Ich gestehe es gleich zu Beginn: Das kooperative Abenteuerspiel „Arkham Horror“, das auf dem Cthulhu-Mythos des US-amerikanischen Schriftstellers H. P. Lovecraft basiert, wird immer einen besonderen Platz in meinem Herzen einnehmen. Gemeinsam mit „Runebound“ und „Descent“ führte es mich (in seiner zweiten Edition) Anfang der 2000er in eine neue Welt des phantastischen Spielens ein, die ich bis dato mit vereinzelt auf weiter Flur stehenden Werken wie „Talisman“ oder „HeroQuest“ nur rudimentär kennengelernt hatte. Man kann es sich in Zeiten von Kickstarter und immer neuen Genre-Schwergewichten kaum vorstellen, aber es gab mal eine Zeit, in der wir „doch nichts hatten“ – außer „Monopoly“ und „Cluedo“. Damals kam „Arkham Horror“, bei allen Ansprüchen, das es an die Spieler stellte – von Frustrationstoleranz bis hin zu herausragendem Informationsmanagement –, einer Offenbarung gleich. Entsprechend neugierig war ich, als ich erfuhr, dass eine dritte Edition mit vollständig überarbeitetem Spielgefühl herauskommen sollte.

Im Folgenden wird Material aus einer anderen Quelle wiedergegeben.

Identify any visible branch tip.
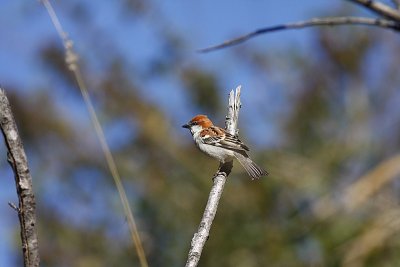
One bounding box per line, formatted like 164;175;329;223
198;16;400;52
8;202;20;213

„Arkham Horror“ an sich ist wahrlich kein neues Spiel. Die erste Edition erschien bereits 1987 bei Chaosium und wurde von Richard Launius als Strategiespiel basierend auf dem „Call of Cthulhu“-Rollenspiel des Verlags entwickelt. Es war eines der ersten Spiele überhaupt mit einem kooperativen Spielmechnismus und gewann 1987 auch den Origins Award als bestes Fantasy- oder Science-Fiction-Brettspiel. Rasch wurde das Spiel zum Kult. 2005 brachte Fantasy Flight Games dann eine zweite, deutlich überarbeitete Version heraus, die 2006 vom Heidelberger Spieleverlag auf Deutsch veröffentlicht wurde. Etwas mehr als zehn Jahre später, nämlich 2018, erschien dann die dritte Edition bei FFG in den USA, die 2019 durch Asmodee auch ihren Weg nach Deutschland fand.

Das Spielprinzip

Das Grundprinzip von „Arkham Horror“ ist auch in der dritten Edition unverändert. Die Spieler verkörpern Ermittler, die sich über einen (Spiel)Plan der fiktiven Stadt Arkham bewegen, Begegnungen haben, Ungeheuer bekämpfen, Ausrüstung sammeln und insgesamt verhindern wollen, dass einer der Großen Alten, jener kosmischen Schrecken, die Lovecraft vor annähernd hundert Jahren ersann, auf die Erde kommt und diese verheert. Dabei stehen die Ermittler (und Spieler) ständig unter dem Druck, denn Arkham wird von Kultisten und cthuloiden Wesenheiten überrannt, die Stadt selbst verdirbt unter dem Einfluss des Chaos und überall lauern Gefahren für Körper und Geist. Von der Atmosphäre her fühlt man sich also als Kenner gleich zu Hause.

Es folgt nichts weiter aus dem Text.